La nouvelle taxe sur les plus-values boursières est une véritable “catastrophe qui va coûter 12 millions d’euros cette année à l’État”. C’est ce qu’ont clamé ce jeudi matin lors d’une conférence de presse douze sociétés de Bourse et courtiers en ligne, parmi lesquels Leleux Associated Brokers, Keytrade Bank, BinckBank, Pire Asset Management ou encore Weghsteen. “Six mois après l’entrée en vigueur de la mesure, la situation est catastrophique, a ainsi lancé Olivier Leleux, patron de la société de Bourse éponyme. Cette taxe est tout à fait démagogique et rate complètement son objectif. Tout le monde est perdant. Il est urgent d’arrêter l’hémorragie !”

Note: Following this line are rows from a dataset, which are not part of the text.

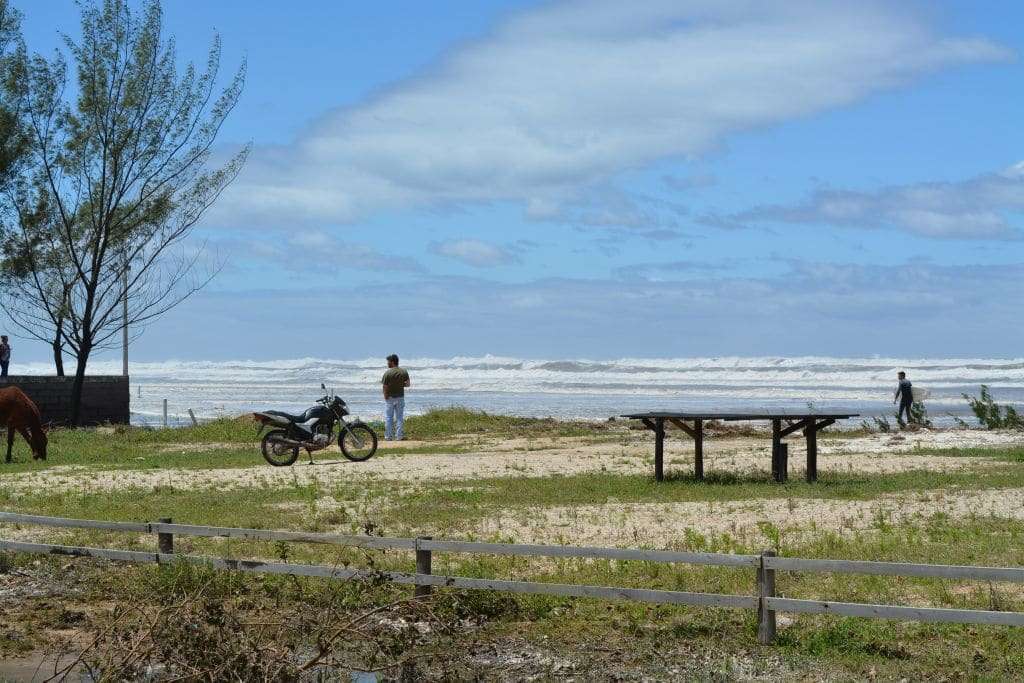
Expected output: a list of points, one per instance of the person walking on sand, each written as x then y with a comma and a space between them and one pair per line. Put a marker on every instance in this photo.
394, 382
904, 393
4, 355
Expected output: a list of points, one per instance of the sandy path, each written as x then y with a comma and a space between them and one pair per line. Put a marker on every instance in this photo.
877, 453
666, 525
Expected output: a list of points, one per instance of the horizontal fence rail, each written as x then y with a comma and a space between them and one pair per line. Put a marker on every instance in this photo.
764, 599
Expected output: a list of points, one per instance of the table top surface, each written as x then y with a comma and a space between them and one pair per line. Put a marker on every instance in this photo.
767, 415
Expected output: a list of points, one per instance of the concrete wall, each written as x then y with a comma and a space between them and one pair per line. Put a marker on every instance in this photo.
104, 398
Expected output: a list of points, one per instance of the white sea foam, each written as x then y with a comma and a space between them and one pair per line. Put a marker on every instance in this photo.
565, 387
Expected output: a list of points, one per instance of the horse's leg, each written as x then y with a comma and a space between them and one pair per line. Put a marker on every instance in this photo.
24, 431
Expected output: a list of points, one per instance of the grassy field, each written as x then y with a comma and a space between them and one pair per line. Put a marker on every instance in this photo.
583, 637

Pour rappel, depuis le 1er janvier, les gains réalisés sur la revente d’actions cotées en Bourse endéans les six mois sont ponctionnés à hauteur de 33 %. Mais voilà: il est très facile pour les investisseurs d’éviter cette nouvelle taxe. D’aucuns attendent désormais six mois avant la revente de leur position. Certains évitent la taxe en achetant des produits sophistiqués (pour ne pas dire spéculatifs) qui n’y sont pas soumis (CFD, dérivés sur indices, etc.). D’autres enfin effectuent leurs transactions en passant par des brokers étrangers. Dans ces trois cas, les investisseurs ne paient pas de taxe sur les plus-values spéculatives, mais ne paient pas non plus de TOB (taxe sur les opérations de Bourse).

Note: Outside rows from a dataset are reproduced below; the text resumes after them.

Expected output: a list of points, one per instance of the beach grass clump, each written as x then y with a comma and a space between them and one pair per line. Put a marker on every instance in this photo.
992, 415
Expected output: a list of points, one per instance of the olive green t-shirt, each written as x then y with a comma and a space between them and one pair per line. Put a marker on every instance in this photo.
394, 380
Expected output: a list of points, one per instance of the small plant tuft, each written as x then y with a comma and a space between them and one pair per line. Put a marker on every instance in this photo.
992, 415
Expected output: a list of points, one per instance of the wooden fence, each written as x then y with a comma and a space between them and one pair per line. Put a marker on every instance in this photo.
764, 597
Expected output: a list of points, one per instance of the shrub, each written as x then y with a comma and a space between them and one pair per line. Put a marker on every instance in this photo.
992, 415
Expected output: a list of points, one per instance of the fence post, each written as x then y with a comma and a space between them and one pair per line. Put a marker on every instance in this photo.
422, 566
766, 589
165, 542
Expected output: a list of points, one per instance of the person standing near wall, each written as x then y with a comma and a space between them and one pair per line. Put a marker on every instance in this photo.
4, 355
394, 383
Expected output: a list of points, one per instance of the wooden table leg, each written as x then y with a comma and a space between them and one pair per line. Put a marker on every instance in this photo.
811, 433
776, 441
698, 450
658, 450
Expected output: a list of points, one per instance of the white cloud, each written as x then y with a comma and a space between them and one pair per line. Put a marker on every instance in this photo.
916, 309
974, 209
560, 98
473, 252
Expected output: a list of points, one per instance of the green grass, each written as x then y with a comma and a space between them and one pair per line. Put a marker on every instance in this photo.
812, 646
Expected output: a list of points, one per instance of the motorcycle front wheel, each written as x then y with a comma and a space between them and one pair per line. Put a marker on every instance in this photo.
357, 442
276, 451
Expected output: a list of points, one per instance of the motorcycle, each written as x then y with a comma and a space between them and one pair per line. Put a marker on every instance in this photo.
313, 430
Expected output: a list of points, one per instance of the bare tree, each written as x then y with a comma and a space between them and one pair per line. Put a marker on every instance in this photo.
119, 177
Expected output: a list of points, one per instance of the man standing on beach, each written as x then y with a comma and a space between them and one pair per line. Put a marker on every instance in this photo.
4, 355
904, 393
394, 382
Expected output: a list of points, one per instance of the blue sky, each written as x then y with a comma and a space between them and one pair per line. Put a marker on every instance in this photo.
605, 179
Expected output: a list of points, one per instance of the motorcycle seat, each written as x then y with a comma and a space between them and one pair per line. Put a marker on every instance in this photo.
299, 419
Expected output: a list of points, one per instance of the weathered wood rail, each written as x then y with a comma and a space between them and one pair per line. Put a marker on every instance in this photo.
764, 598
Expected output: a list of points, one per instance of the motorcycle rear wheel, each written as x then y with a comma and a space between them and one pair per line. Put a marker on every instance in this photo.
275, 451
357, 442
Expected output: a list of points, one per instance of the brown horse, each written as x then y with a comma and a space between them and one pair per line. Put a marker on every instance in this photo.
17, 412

Déjà une perte nette de 6 millions d’euros

Résultat des courses, la taxe sur la spéculation ne compense pas la baisse de rentrées pour la TOB. Ainsi, les douze acteurs de marché en question ont calculé qu’ils avaient ensemble prélevé un montant total de 5.459.700 euros à titre de taxe sur les plus-values spéculatives entre début janvier et fin juin. Par contre, sur la même période, ils ont prélevé un montant total de TOB inférieur de 11.384.265 euros par rapport à l’an dernier. Au total : la perte nette pour les caisses de l’État s’élève donc à 5.924.565 euros (5.459.700 – 11.384.265 = 5.924.565).

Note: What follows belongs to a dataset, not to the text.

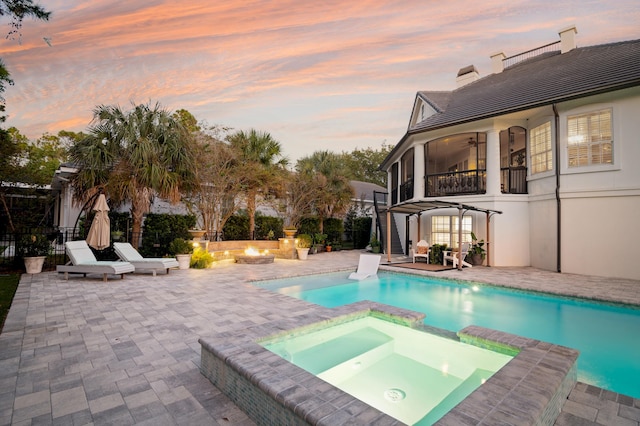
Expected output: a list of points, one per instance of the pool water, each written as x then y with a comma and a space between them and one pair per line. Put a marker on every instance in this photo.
408, 374
606, 335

En imposant cette nouvelle taxe, l’État a donc perdu près de six millions d’euros… rien que sur les six premiers mois de l’année, soit en moyenne un million par mois. C’est ainsi qu’en extrapolant les chiffres à l’ensemble de l’année 2016, l’État devrait percevoir douze millions d’euros en moins, cela alors qu’il espère 34 millions de recettes supplémentaires pour cette taxe sur la spéculation. Le décalage budgétaire se monte donc à… 46 millions !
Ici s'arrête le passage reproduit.